Understaffed nursing shift impacts patients
Patients exposed to understaffed nursing shifts have a significantly greater chance of suffering conditions such as surgical wound infections, pressure injuries, urinary tract infections and pneumonia.
This finding from an Edith Cowan University study that analysed two years of local hospital data involving 36,529 patients.
In total, 17,025 (46.6 per cent) were exposed to at least one understaffed shift.
This led to a three to eight per cent higher chance of suffering an adverse nurse-sensitive outcome (NSO).
Co-author Helen Myers says the study took a novel patient-centred approach to evaluating the staffing/patient care relationship.
"The difficulty with this sort of research is that it is usually done at the hospital level, looking at outcomes by wards or from an overall perspective," she says.
"But hospitals are incredibly complex environments, and patients go to many wards, so we assigned structural variables taking movements into account to work out if patients had been exposed to understaffed shifts during any part of their stay.
"We wanted to add more precision to evaluating the problem."
Non-urgent issues rise with less nurses
While understaffed shifts weren't a factor in major health events such as pulmonary failure, cardiac arrest or shock the researchers found a significant increase in non-urgent conditions.
"If a major event occurs, people are going to notice," Ms Myers says.
"But the smaller issues indicate an effect on the surveillance role nurses have.
"They are in the best position to detect changes in a patient at an early stage, effectively stopping minor health issues before they escalate into major problems."
Stopping adverse NSOs saves both patient suffering and money for the healthcare system, with each incidence adding an estimated $8000 and one week to the cost of care.
Ms Myers says putting a number value on nurse staffing levels is part of an on-going ECU project, with researchers seeking to gather hard evidence to protect the profession and the public.
She points to cutbacks in the UK health system.

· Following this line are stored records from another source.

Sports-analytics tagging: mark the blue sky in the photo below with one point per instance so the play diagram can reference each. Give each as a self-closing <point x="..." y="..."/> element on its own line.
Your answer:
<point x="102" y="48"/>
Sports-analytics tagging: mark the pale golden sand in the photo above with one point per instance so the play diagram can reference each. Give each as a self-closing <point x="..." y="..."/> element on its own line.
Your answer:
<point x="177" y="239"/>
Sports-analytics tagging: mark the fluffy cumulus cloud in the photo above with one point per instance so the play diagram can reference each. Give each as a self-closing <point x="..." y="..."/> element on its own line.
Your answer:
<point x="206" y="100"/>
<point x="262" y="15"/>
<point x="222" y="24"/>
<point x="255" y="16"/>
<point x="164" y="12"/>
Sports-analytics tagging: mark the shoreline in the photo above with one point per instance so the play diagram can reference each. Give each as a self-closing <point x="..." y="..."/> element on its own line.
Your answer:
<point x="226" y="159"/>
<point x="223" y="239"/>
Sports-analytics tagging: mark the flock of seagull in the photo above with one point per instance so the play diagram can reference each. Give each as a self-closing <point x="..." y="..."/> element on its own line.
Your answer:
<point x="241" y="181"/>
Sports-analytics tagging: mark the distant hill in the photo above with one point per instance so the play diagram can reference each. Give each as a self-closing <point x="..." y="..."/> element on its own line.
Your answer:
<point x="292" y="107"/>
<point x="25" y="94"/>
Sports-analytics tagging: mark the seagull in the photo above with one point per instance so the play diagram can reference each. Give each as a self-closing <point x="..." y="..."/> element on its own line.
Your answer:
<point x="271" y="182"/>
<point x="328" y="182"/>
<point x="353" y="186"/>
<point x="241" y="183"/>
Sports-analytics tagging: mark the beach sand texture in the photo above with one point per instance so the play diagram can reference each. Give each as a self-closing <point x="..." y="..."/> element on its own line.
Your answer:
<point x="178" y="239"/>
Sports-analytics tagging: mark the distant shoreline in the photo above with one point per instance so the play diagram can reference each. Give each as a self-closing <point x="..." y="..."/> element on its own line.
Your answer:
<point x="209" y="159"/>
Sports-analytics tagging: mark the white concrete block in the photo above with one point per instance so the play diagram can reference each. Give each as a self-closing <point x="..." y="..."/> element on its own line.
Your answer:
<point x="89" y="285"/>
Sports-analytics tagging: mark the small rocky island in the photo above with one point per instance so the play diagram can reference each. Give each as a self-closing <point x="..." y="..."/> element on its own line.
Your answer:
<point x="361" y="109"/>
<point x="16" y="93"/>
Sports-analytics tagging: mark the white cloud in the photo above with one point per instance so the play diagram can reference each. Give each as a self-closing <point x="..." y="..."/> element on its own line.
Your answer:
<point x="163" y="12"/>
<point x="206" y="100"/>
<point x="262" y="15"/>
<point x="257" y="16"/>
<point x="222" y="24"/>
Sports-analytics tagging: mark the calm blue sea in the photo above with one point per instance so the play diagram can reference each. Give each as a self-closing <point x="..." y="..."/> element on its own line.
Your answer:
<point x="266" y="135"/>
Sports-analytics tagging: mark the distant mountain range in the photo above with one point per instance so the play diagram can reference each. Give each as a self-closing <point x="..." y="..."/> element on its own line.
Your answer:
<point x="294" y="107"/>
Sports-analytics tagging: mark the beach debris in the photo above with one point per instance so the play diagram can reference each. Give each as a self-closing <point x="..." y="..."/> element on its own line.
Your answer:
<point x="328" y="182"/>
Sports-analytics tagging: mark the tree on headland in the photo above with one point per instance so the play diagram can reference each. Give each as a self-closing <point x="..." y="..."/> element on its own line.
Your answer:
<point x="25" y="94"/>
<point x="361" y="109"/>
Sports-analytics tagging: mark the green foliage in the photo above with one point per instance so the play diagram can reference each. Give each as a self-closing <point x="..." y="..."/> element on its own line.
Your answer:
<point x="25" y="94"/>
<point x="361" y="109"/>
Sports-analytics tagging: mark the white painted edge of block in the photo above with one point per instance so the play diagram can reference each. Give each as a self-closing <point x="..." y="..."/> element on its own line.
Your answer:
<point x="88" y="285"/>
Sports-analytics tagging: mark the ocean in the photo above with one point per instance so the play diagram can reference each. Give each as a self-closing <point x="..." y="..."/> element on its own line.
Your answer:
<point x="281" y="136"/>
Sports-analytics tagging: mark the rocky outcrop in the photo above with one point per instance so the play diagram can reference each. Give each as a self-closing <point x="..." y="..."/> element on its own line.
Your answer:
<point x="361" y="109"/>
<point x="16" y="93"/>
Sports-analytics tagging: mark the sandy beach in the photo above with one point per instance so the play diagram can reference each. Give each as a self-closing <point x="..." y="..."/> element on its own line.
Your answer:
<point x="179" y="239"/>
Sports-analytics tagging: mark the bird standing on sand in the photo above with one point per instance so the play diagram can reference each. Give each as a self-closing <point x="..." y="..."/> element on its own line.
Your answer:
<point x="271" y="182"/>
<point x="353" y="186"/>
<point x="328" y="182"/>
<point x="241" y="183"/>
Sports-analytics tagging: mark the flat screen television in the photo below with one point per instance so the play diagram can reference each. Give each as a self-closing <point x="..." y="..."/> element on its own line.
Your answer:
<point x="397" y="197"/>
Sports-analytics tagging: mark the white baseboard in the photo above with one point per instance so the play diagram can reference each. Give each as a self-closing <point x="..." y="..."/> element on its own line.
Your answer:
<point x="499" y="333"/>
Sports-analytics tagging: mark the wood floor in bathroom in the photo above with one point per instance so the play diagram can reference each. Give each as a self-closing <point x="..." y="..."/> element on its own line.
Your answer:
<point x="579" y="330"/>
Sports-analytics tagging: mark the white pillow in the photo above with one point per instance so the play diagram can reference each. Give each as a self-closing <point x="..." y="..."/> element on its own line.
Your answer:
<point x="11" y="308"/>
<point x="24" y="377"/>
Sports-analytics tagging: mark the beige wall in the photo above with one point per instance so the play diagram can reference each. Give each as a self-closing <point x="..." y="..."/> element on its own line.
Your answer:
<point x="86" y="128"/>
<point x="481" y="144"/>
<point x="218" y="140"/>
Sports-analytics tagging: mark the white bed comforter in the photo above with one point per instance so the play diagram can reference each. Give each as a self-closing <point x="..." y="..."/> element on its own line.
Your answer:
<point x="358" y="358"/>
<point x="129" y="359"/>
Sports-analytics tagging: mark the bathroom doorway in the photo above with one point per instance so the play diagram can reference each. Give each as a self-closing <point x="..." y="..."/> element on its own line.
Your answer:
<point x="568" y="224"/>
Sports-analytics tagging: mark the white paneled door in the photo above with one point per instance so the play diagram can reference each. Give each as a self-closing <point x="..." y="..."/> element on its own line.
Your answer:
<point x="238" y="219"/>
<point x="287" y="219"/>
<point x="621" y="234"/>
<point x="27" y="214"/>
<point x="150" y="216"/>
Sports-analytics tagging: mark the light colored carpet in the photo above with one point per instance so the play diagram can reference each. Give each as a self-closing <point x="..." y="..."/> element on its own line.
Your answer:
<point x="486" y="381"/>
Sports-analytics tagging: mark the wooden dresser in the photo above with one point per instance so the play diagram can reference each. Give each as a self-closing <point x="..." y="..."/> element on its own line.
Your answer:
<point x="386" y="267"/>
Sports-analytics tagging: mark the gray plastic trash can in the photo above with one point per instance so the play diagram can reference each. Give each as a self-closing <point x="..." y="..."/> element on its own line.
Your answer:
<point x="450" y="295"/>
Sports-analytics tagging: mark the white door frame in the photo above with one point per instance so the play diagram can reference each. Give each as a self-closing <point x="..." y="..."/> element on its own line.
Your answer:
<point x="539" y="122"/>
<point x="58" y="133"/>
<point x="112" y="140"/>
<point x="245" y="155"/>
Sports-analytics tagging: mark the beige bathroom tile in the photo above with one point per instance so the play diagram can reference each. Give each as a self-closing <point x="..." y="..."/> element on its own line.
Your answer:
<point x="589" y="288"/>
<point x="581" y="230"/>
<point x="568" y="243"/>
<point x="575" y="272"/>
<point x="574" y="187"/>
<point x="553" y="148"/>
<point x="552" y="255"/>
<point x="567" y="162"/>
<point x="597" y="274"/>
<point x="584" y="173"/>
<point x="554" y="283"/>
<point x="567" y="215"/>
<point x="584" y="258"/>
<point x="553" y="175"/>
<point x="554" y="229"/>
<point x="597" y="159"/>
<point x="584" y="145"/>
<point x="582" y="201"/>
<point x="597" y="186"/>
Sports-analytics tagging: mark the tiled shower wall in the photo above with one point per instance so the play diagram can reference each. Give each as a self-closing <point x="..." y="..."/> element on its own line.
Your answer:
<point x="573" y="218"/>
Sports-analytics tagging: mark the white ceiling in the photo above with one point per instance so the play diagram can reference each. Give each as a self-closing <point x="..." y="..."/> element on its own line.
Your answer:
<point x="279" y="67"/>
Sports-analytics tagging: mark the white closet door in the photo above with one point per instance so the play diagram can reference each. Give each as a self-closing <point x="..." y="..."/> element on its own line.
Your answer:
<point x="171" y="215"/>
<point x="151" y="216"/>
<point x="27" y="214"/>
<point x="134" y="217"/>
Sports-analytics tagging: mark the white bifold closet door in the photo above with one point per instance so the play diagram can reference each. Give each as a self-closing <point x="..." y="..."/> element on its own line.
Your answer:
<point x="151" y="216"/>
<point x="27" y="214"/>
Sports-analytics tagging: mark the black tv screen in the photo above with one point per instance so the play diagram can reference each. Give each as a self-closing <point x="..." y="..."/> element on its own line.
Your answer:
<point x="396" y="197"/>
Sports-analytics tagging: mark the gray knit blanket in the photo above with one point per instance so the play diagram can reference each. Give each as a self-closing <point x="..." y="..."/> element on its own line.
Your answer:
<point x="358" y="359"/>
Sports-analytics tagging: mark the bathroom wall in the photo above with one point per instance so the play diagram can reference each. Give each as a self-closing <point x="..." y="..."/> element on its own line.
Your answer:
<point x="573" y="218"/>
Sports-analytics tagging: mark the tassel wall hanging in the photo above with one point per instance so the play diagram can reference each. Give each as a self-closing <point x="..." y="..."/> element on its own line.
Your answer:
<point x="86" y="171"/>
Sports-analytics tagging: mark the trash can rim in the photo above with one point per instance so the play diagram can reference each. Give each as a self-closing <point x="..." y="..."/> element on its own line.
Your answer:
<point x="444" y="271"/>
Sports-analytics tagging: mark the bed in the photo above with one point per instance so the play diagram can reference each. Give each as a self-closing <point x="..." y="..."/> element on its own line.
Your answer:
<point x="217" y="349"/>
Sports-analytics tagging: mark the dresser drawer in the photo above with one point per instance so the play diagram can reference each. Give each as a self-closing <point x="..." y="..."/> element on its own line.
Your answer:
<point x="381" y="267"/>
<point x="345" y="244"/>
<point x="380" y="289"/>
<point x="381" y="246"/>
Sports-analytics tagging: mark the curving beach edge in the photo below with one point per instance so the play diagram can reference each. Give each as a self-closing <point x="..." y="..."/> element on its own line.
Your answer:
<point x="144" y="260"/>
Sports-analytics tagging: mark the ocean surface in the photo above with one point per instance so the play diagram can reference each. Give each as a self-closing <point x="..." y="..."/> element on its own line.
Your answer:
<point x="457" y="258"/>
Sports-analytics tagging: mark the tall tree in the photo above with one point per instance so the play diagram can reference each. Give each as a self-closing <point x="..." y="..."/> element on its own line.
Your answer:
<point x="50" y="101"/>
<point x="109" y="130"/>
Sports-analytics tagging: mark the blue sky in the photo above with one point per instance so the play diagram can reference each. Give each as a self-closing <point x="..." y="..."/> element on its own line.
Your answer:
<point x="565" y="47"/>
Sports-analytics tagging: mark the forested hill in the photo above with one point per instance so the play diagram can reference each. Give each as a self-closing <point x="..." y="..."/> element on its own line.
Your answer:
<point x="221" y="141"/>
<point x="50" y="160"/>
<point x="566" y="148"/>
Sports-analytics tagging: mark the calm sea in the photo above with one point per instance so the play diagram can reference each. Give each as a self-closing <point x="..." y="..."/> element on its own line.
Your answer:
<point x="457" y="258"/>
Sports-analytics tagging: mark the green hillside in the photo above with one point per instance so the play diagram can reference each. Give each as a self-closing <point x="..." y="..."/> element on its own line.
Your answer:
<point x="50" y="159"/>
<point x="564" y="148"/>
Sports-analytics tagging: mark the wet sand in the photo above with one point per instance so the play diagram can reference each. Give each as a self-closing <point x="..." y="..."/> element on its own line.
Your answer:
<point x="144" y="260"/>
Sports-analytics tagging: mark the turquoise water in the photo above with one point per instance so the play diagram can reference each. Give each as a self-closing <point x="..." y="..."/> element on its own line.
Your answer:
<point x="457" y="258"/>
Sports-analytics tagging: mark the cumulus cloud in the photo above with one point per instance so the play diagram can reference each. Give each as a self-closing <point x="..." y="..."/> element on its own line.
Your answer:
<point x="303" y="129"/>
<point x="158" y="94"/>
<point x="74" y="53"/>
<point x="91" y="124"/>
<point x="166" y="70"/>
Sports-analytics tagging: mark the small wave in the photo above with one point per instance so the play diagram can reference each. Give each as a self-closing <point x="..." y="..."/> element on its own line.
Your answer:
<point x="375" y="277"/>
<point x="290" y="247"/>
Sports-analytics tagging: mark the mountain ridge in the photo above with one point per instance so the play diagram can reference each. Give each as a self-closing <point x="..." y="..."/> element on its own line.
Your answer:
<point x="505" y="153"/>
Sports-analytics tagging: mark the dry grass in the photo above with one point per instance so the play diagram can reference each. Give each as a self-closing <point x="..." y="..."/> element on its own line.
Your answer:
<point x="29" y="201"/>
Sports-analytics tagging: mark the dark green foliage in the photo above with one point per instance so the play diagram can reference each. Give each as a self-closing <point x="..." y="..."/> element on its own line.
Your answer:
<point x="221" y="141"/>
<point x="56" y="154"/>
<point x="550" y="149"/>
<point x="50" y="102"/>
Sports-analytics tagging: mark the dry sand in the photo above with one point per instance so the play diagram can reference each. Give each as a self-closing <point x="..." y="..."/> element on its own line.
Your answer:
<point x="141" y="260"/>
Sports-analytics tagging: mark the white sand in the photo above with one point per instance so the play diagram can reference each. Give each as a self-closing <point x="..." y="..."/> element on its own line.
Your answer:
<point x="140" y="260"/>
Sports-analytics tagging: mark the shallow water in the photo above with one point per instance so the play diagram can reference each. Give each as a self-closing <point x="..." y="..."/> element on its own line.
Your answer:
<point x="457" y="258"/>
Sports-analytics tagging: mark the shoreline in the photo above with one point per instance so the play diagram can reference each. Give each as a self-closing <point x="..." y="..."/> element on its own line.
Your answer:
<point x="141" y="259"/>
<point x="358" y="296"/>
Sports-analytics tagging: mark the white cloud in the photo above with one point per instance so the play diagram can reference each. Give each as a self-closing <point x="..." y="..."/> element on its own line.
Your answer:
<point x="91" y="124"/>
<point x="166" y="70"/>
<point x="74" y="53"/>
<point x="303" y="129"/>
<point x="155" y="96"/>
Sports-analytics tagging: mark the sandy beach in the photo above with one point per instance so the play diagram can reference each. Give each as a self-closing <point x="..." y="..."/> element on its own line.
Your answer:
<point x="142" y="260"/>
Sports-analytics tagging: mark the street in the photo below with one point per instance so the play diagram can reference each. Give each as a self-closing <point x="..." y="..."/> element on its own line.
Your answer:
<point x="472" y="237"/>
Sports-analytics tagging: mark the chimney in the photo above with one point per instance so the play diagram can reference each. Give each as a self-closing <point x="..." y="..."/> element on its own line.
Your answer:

"To date, we haven't seen a major problem with understaffing in Western Australian hospitals, but there are always economic pressures on the healthcare sector, with nurses having been a target in restructuring overseas," she says.
"We need to ensure an adequate number of nurses for patient well-being and make sure that our nurses are supported."
She says short-staffing can be structural, such as a shortage in graduates, geographical or related to workplace conditions.